崩れた円安防御ライン…サムスン電子まで「コスト15%削減してこそ日本と競争」(2)

  • 2015年4月24日

◆世界最強の半導体も円安を心配

産業界はすでに危機を迎えている。円安で日本企業の価格競争力は大きく回復した。市場調査会社WitsViewによると、2013年に出荷量基準で世界テレビ市場4位だったソニーは昨年、中国TCLを抜き、サムスン電子、LG電子に次ぐ3位に上がった。

韓国が世界最強を誇るメモリー半導体も無風地帯ではない。サムスン電子は日本の東芝と競合中のNAND型フラッシュメモリー部門で、円安を背にした東芝の値下げ攻勢を心配している。サムスンの関係者は「日本円が対ドルで2013年初めより30%値下がりしただけに、日本企業に製品価格を15%ほど引き下げる余力が生じた」とし「サムスンが現在よりコスト競争力を15%ほど高めてこそ競争で優位を維持できる」と述べた。

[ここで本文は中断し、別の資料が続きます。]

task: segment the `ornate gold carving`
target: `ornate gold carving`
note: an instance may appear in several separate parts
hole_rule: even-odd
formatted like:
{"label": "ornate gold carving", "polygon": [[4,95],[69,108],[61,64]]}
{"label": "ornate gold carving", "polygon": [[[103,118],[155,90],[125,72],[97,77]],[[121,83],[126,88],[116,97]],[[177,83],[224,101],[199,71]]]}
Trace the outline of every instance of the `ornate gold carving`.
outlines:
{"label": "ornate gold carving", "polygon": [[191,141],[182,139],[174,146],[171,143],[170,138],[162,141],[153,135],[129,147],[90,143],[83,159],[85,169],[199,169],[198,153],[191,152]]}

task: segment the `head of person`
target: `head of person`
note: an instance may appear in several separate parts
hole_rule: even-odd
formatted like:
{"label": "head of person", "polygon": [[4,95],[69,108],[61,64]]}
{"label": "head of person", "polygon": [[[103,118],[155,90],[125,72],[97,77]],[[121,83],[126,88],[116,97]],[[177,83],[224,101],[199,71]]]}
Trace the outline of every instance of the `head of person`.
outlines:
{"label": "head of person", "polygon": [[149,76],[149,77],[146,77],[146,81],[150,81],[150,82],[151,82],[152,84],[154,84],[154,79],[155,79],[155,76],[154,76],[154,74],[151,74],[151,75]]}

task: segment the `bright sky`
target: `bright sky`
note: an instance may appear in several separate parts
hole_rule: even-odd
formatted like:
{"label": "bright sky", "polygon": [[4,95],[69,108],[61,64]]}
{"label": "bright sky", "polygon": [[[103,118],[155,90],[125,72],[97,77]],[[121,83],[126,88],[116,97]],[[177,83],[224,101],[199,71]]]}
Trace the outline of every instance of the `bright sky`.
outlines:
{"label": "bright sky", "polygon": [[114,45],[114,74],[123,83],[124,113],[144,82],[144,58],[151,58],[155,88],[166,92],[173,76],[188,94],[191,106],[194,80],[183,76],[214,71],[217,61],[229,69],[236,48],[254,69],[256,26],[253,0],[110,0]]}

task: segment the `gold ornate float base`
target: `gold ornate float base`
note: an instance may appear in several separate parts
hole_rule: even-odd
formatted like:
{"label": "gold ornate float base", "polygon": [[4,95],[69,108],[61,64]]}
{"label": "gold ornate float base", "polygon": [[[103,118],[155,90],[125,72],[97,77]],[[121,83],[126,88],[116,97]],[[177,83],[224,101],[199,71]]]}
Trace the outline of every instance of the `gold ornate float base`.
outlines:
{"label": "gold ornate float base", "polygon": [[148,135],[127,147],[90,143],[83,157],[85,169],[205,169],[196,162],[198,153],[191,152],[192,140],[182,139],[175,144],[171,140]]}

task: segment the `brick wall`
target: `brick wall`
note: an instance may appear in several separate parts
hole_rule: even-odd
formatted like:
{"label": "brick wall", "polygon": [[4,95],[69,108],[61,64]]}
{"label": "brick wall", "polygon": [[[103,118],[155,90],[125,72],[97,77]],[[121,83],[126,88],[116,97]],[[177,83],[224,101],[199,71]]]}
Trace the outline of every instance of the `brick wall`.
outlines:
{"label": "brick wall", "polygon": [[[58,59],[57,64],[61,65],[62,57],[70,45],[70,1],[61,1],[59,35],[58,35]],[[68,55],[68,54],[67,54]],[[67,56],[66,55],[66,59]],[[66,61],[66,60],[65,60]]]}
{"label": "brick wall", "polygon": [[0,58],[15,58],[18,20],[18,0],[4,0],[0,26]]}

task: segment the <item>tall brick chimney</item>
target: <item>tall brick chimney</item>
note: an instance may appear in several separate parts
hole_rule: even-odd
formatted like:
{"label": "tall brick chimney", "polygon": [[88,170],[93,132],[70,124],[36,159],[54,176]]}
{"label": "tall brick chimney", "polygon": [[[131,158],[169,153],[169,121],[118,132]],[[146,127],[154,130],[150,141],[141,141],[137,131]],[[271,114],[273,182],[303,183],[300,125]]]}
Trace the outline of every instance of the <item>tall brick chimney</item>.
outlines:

自動車企業も同じだ。米自動車市場調査会社ケリーブルーブックによると、米国では現代自動車の主力車種ソナタ2400cc級が最低2万471ドル、競合するトヨタカムリ2500cc級が最低2万350ドルで販売され、価格の差がほとんどない。日本企業と競争が激しい自動車部品業界は直撃弾を受けている。今年1-3月期の自動車部品輸出は前年同期比で4.7%減少した。1-3月期を基準に自動車部品輸出が減ったのは、世界金融危機直後の2009年以来6年ぶりだ。

◆石油化学・鉄鋼が先に衝撃

現代経済研究院は今年、ウォン・円為替レートが年平均で100円=900ウォンの場合、石油化学の輸出は前年比13.8%減、鉄鋼は11.4%減、自動車は7.6%減になると予想した。供給過剰に直面した石油化学・鉄鋼部門は日本との輸出競争も激しい。

専門家はウォン高円安がさらに進む可能性は少ないとみている。大信経済研究所のホン・ソクチャン研究委員は「通貨当局が円安の影響に注目しているうえ、年金基金もドル買いに向かう雰囲気」と説明した。今年中に米国の利上げが本格化すれば、またウォン安に転じるという見方もある。